Jesus Son of God, born from a woman and hence born just like all human beings, is subjected to the totality of the human experience. Through this Child Jesus, God wishes to encounter man, wants to draw near to him. St. John will say: “God has sent his Son” (1 John 4:9), clarifying the divine nature of Jesus, who chose to take bodily form in order to live the human condition and show man the way to get to the Father.

The Gospel of Mark is also very concise. In the first place, the Evangelist seeks to make clear that Mary had Jesus without “knowing” Joseph, indicating that Jesus was born through the work of the Holy Spirit and reaffirming the virginity of Mary. But what is clearly apparent in these accounts is the newness that is unfolding itself before the eyes of man: that of a God made man, who selected the earthly form, who selected the path of humiliation shedding his greatness and divinity to reach man, to make himself close to him and to share in his earthly journey.

The choice of poverty made by God, assuming the bodily form of a small child in Bethlehem, is a choice that leaves man, who has an altogether different image of the Messiah, perplexed, even scandalized.

The revelation of God in the flesh represents something entirely new. In this way the Love of the Father is unmistakably revealed. God gave man Light and the revelation in his Son. The Light of Christmas is this: the child of Bethlehem who has come to free man from the shadow of death and sin  “the people who sit in darkness have seen a great light” (Matt 4:16).

This is the symbolism of the light that shines in the dark night, the light signifying life and happiness, that dispels the darkness of death. It is the radiance of the celestial world, a symbolic expression of the holiness and glory of God which shows the importance of the moment as an encounter of God with men.

This light and the extraordinariness of the moment help us to understand the joy of the moment, of the liberation that has come through the Incarnation. Christmas Eve is the moment that evokes one of the most tender and delicate events in the life of Jesus. Since antiquity Night has represented a time that is both special and propitious for divine revelations.

And it was in the night that the Incarnation of the Son of God took place. At this precise moment it almost seems as if all life in the universe stood still before the miracle of the Incarnation, to show that all creation was involved in the coming of the Messiah, which was to become the central event in human history.
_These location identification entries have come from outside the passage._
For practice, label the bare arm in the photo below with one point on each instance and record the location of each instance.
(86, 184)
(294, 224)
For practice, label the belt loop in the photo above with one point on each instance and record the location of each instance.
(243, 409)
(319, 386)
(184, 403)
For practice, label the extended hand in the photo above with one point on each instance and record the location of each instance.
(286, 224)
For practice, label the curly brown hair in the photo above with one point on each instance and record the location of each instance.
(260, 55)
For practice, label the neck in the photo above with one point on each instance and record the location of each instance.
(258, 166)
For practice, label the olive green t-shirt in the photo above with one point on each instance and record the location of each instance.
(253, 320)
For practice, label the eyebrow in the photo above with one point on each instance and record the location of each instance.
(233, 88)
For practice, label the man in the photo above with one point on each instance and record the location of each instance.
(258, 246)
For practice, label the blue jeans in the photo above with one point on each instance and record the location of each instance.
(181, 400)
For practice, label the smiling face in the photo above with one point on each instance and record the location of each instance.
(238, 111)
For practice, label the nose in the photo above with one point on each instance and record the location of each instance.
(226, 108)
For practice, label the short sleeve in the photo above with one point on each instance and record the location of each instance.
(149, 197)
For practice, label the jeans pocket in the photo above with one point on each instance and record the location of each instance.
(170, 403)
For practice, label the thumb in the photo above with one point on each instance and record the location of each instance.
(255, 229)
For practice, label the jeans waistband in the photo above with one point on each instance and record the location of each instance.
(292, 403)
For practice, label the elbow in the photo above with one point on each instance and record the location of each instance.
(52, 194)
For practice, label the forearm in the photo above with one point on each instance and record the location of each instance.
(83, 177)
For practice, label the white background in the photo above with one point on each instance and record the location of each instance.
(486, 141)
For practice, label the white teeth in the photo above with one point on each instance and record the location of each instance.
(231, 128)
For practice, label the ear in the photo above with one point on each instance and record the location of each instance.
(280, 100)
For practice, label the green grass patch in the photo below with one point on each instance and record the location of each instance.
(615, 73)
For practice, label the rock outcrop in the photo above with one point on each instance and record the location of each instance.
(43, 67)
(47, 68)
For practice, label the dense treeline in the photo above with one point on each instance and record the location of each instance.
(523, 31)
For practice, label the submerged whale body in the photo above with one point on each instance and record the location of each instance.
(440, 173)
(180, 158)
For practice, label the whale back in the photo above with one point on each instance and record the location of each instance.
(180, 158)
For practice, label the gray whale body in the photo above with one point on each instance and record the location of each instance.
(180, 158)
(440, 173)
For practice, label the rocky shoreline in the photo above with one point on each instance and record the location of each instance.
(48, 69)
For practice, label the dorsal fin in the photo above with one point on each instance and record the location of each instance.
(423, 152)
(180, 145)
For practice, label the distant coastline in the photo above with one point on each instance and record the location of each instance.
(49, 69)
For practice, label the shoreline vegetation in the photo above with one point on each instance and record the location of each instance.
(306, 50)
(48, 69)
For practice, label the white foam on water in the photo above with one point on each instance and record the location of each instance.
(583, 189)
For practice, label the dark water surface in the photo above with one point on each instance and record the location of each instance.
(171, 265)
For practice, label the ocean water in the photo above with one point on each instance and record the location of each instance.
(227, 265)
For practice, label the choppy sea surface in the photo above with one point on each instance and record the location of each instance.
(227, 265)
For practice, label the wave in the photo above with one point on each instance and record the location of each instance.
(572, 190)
The Holy Scripture frequently presents us the theme of peace and quiet in relation to the events in which God manifests himself and acts in history. Quiet represents an indispensable condition in order to be able to listen to and properly receive the eternal Word of the Father, that Word which manifested itself here in Bethlehem in the quiet of the cave, and which can be reborn each day in the hearts of those disposed to receive it.